The Government has started a very cautious easing of the lockdown and some pubs or restaurants could open in July – but how critical is the rate of transmission, or the ‘R’ value. Tony McDonough reports
In the last few weeks, many of us have become familiar with the ‘R’ value, which estimates the current rate of coronavirus transmission. Politicians and Government scientists regularly refer to it in the daily briefings.
Accurate monitoring of this figure will be critical to how quickly we can try to get the economy moving again. It is particularly important for scenarios where a number of people are in the same confined space, such as bars, cafes and restaurants.
Hospitality is one of the business sectors hardest hit by the lockdown. The Government says it may allow some pubs or restaurants to start opening in early July if the evidence shows the spread of the virus remains under control. Hence the focus on the R value.
COVID-19 is estimated to have a R of 3 if it isn’t suppressed. It means every infected person will, on average, pass on the infection to three other people. Once R is below 1, the infection starts to decline. Although it is quite infectious, it is a long way behind measles which has a R of 15.
In Germany, it is believed the number has nudged back above 1 and there is concern that cases may rise again with the country coming out of lockdown. The UK Government will be watching closely to see what happens there.
The R value in the UK was estimated to be around 0.7 a couple of weeks ago, but is now thought to be somewhere between 0.75 and 1. But, like so many aspects of this epidemic, it is more complex than we may imagine. Precisely calculating where the R number is at any given moment in time is fiendishly difficult and, at best, will be an approximation.
Professor Adam Kucharski, a mathematician/epidemiologist at the London School of Hygiene and Tropical Medicine and author of ‘The Rules of Contagion’ warns against focusing too much on the R value because, while we can estimate an overall figure, it may vary widely in different locations and settings.

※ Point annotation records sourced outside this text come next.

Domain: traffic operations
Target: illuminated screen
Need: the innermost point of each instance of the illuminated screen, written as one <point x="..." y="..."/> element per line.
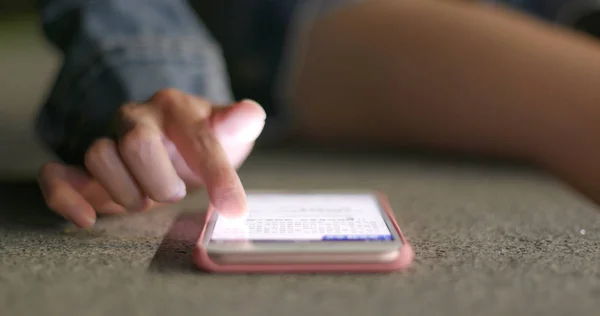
<point x="306" y="217"/>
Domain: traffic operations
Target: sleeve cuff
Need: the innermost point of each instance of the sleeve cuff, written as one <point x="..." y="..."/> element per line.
<point x="95" y="80"/>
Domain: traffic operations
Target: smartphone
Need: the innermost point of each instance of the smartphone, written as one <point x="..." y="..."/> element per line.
<point x="305" y="232"/>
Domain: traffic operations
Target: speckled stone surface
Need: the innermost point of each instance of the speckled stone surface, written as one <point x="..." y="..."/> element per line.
<point x="489" y="240"/>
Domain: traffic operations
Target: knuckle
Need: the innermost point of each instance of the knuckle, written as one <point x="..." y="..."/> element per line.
<point x="168" y="97"/>
<point x="128" y="110"/>
<point x="98" y="151"/>
<point x="137" y="141"/>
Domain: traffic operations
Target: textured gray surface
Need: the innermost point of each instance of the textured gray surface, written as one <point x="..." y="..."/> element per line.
<point x="488" y="241"/>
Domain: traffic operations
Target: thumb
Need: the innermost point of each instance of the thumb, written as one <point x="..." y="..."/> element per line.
<point x="239" y="123"/>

He explained: “Most real-time estimation of R involves looking at the ratio of change from one generation of infection to the next (which takes about five days on average). In reality, however, we rarely see the moment of infection, we just see cases appearing later.
“So the first task is to work out which data to use. Should we estimate R from cases, or hospitalisations, or deaths? The answer, of course, is we should look at all these data sources, noting that each has different delays we need to account for.

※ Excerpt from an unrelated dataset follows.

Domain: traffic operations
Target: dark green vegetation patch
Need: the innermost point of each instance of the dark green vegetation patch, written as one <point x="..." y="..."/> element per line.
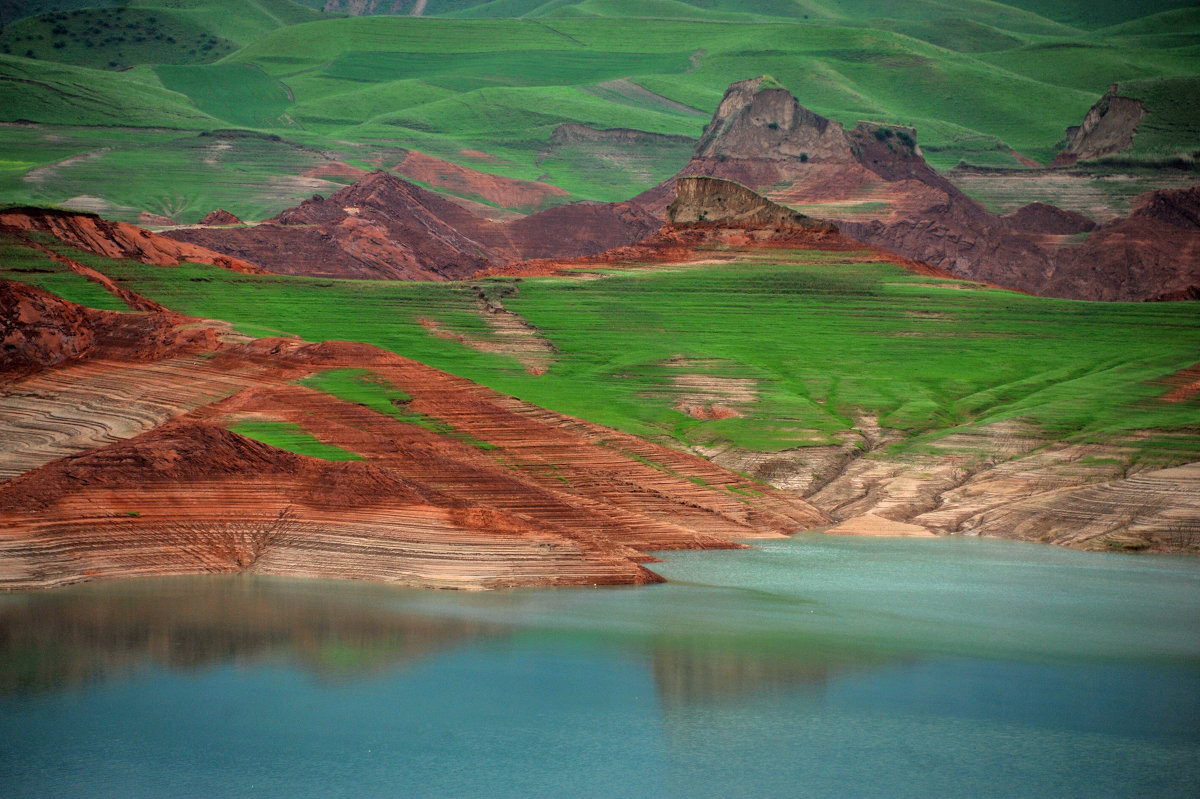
<point x="811" y="342"/>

“Because most of these delays occur over a period of several days, and people are infectious for several days, it generates statistical uncertainty that makes precise daily estimates of R very difficult. If cases are under-reported, it doesn’t affect R estimation as long as under-reporting is consistent. However, detection is now improving in many countries, so we need to be extra-cautious about interpreting.”
Professor Kucharski adds that it is also important to look at transmissions in specific settings. So while community transmission is currently low in the UK, and in other European countries, it is higher in healthcare settings and care homes. There is also the impact of so-called ‘super-spreader’ events such as weddings and other gatherings.
“R is also an average value, so it doesn’t make sense to focus on R when case counts get very low, because transmission is driven by super-spreading events, which become disproportionately important when infection numbers are small,” he added.
“In summary, we generally have to estimate R from multiple datasets, each with its own notable uncertainties. So don’t expect a highly precise estimate of R, or one that will change in an easily measurable way from day-to-day.”